Akka Http Performance tuning
Some disclaimers first: I haven't worked with wrk
tool before, so I might get something wrong. Here are assumptions I've made for this answer:
- Connections count is independent from threads count, i.e. if I specify
-t4 -c10000
it keeps 10000 connections, not 4 * 10000. - For every connection the behavior is as follows: it sends the request, receives the response completely, and immediately sends the next one, etc., until the time runs out.
Also I've run the server on the same machine as wrk, and my machine seems to be weaker than yours (I have only dual-core CPU), so I've reduced wrk's thread counts to 2, and connection count to 1000, to get decent results.
The Akka Http version I've used is the 10.0.1
, and wrk version is 4.0.2
.
Now to the answer. Let's look at the blocking code you have:
Future { // Blocking code
Thread.sleep(100)
"OK"
}
This means, every request will take at least 100 milliseconds. If you have 200 threads, and 1000 connections, the timeline will be as follows:
Msg: 0 200 400 600 800 1000 1200 2000
|--------|--------|--------|--------|--------|--------|---..---|---...

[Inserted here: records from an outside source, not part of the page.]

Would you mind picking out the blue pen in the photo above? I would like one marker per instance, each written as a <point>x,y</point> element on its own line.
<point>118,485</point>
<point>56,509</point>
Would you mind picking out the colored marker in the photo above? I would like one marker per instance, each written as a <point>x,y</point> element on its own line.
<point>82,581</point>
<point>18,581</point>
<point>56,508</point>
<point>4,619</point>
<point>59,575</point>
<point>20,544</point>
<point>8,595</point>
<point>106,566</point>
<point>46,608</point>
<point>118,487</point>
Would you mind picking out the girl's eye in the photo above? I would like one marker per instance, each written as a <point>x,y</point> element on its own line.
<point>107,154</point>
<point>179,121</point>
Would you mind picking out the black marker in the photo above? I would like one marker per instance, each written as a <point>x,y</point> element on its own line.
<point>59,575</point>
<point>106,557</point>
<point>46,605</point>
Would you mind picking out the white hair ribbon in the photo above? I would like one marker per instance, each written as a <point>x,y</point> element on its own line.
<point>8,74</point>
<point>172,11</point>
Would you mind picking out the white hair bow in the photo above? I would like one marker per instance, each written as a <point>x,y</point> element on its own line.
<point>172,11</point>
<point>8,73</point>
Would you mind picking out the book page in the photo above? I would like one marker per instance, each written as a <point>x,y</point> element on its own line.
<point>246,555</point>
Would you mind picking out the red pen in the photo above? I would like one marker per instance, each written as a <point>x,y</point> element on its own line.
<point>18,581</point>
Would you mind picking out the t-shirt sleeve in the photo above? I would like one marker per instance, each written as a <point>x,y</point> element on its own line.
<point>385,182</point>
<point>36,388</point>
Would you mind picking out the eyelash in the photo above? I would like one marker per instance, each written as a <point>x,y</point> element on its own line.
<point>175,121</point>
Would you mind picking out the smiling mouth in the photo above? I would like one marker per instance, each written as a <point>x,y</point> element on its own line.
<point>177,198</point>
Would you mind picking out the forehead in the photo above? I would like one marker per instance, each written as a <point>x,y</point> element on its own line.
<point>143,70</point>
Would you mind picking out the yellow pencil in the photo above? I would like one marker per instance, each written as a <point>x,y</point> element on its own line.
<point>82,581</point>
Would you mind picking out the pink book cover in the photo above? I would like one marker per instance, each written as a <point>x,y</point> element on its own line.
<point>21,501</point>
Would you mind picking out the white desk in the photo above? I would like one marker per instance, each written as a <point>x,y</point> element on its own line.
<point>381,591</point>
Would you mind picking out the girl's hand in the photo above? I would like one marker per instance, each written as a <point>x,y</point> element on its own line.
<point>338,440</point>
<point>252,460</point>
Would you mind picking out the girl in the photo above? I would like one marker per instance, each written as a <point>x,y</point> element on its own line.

Ms: 0 100 200 300 400 500 600 1000
Where Msg
is amount of processed messages, Ms
is elapsed time in milliseconds.
This gives us 2000 messages processed per second, or ~60000 messages per 30 seconds, which mostly agrees to the test figures:
wrk -t2 -c1000 -d 30s --timeout 10s --latency http://localhost:8080/hello
Running 30s test @ http://localhost:8080/hello
2 threads and 1000 connections
Thread Stats Avg Stdev Max +/- Stdev
Latency 412.30ms 126.87ms 631.78ms 82.89%
Req/Sec 0.95k 204.41 1.40k 75.73%
Latency Distribution
50% 455.18ms
75% 512.93ms
90% 517.72ms
99% 528.19ms
here: --> 56104 requests in 30.09s <--, 7.70MB read
Socket errors: connect 0, read 1349, write 14, timeout 0
Requests/sec: 1864.76
Transfer/sec: 262.23KB
It is also obvious that this number (2000 messages per second) is strictly bound by the threads count. E.g. if we would have 300 threads, we'd process 300 messages every 100 ms, so we'd have 3000 messages per second, if our system can handle so many threads. Let's see how we'll fare if we provide 1 thread per connection, i.e. 1000 threads in pool:
wrk -t2 -c1000 -d 30s --timeout 10s --latency http://localhost:8080/hello
Running 30s test @ http://localhost:8080/hello
2 threads and 1000 connections
Thread Stats Avg Stdev Max +/- Stdev
Latency 107.08ms 16.86ms 582.44ms 97.24%
Req/Sec 3.80k 1.22k 5.05k 79.28%
Latency Distribution
50% 104.77ms
75% 106.74ms
90% 110.01ms
99% 155.24ms
223751 requests in 30.08s, 30.73MB read
Socket errors: connect 0, read 1149, write 1, timeout 0
Requests/sec: 7439.64
Transfer/sec: 1.02MB
As you can see, now one request takes almost exactly 100ms on average, i.e. the same amount we put into Thread.sleep
. It seems we can't get much faster than this! Now we're pretty much in standard situation of one thread per request
, which worked pretty well for many years until the asynchronous IO let servers scale up much higher.
For the sake of comparison, here's the fully non-blocking test results on my machine with default fork-join thread pool:
complete {
Future {
"OK"
}
}
====>
wrk -t2 -c1000 -d 30s --timeout 10s --latency http://localhost:8080/hello
Running 30s test @ http://localhost:8080/hello
2 threads and 1000 connections
Thread Stats Avg Stdev Max +/- Stdev
Latency 15.50ms 14.35ms 468.11ms 93.43%
Req/Sec 22.00k 5.99k 34.67k 72.95%
Latency Distribution
50% 13.16ms
75% 18.77ms
90% 25.72ms
99% 66.65ms
1289402 requests in 30.02s, 177.07MB read
Socket errors: connect 0, read 1103, write 42, timeout 0
Requests/sec: 42946.15
Transfer/sec: 5.90MB
To summarize, if you use blocking operations, you need one thread per request to achieve the best throughput, so configure your thread pool accordingly. There are natural limits for how many threads your system can handle, and you might need to tune your OS for maximum threads count. For best throughput, avoid blocking operations.
Also don't confuse asynchronous operations with non-blocking ones. Your code with Future
and Thread.sleep
is a perfect example of asynchronous, but blocking operation. Lots of popular software operates in this mode (some legacy HTTP clients, Cassandra drivers, AWS Java SDKs, etc.). To fully reap the benefits of non-blocking HTTP server, you need to be non-blocking all the way down, not just asynchronous. It might not be always possible, but it's something to strive for.